In Virginia, the law forbade any white person from marrying someone who wasn’t white. Purity of the white race was paramount. As far as Virginia was concerned, a non-white could marry any other non-white even though—in this sick analysis—it would de-purify those races. It was, quite simply, a White Supremacist regime.
The state issued citizens “certificates of racial composition,” which were kept by government registrars. Let that sink in. The state required citizens to have “certificates of racial composition.” At oral argument, Philip Hirschkop, the attorney for the Lovings, rightly observed that the anti-miscegenation* statutes “will reflect back to Nazi Germany and to the present South African situation.” But this was in America, 100 years after the Civil War. This was 13 years after Brown v. Board of Education held the segregation of schools to be unconstitutional.
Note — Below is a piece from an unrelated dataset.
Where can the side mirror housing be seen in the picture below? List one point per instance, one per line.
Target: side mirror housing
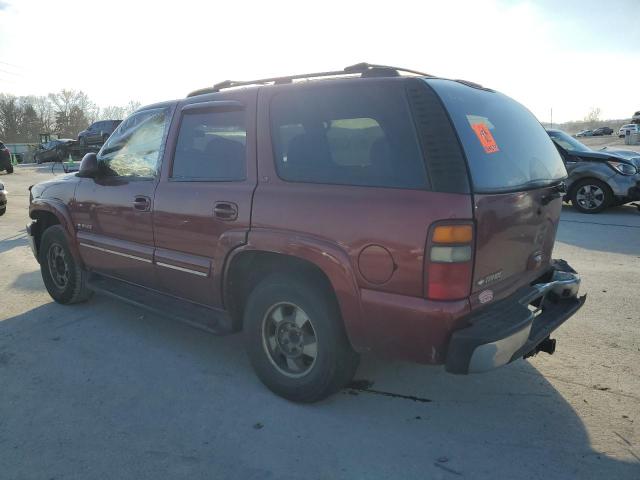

The parallels between the anti-miscegenation statutes of old and the “defense of marriage” laws of today are unmistakable. Then, as now, the proponents of the discriminatory laws invoked their own religious beliefs and state autonomy over the regulation of marriage (i.e., “States’ Rights”). I am quite certain that the trial judge in Loving thought his view of what “God created” was self evidently true. Many Virginians must have believed it, too. That idea was, we can see, ludicrous. Loving stands as a warning against the arrogance it takes to deprive another person of the legal protections of marriage just because it’s obvious to one person what “God created.”
The Supreme Court in Loving v. Virginia held that the laws in question violated the Equal Protection Clause of the Fourteenth Amendment. The Court wrote: “There can be no doubt that restricting the freedom to marry solely because of racial classifications violates the central meaning of the Equal Protection Clause.” But the Court rested its decision on more than just racial discrimination. The Court also held that the Virginia laws deprived the Lovings of liberty without due process of law, which itself is a violation of the Fourteenth Amendment. According to the Court, “The freedom to marry has long been recognized as one of the vital personal rights essential to the orderly pursuit of happiness by free men.”
With the Supreme Court set to rule on the constitutionality of laws banning gay marriage, now is a good time to honor the courageous Lovings, their lawyers, and the Justices of the Supreme Court who in 1967 advanced our society with the aptly named Loving decision.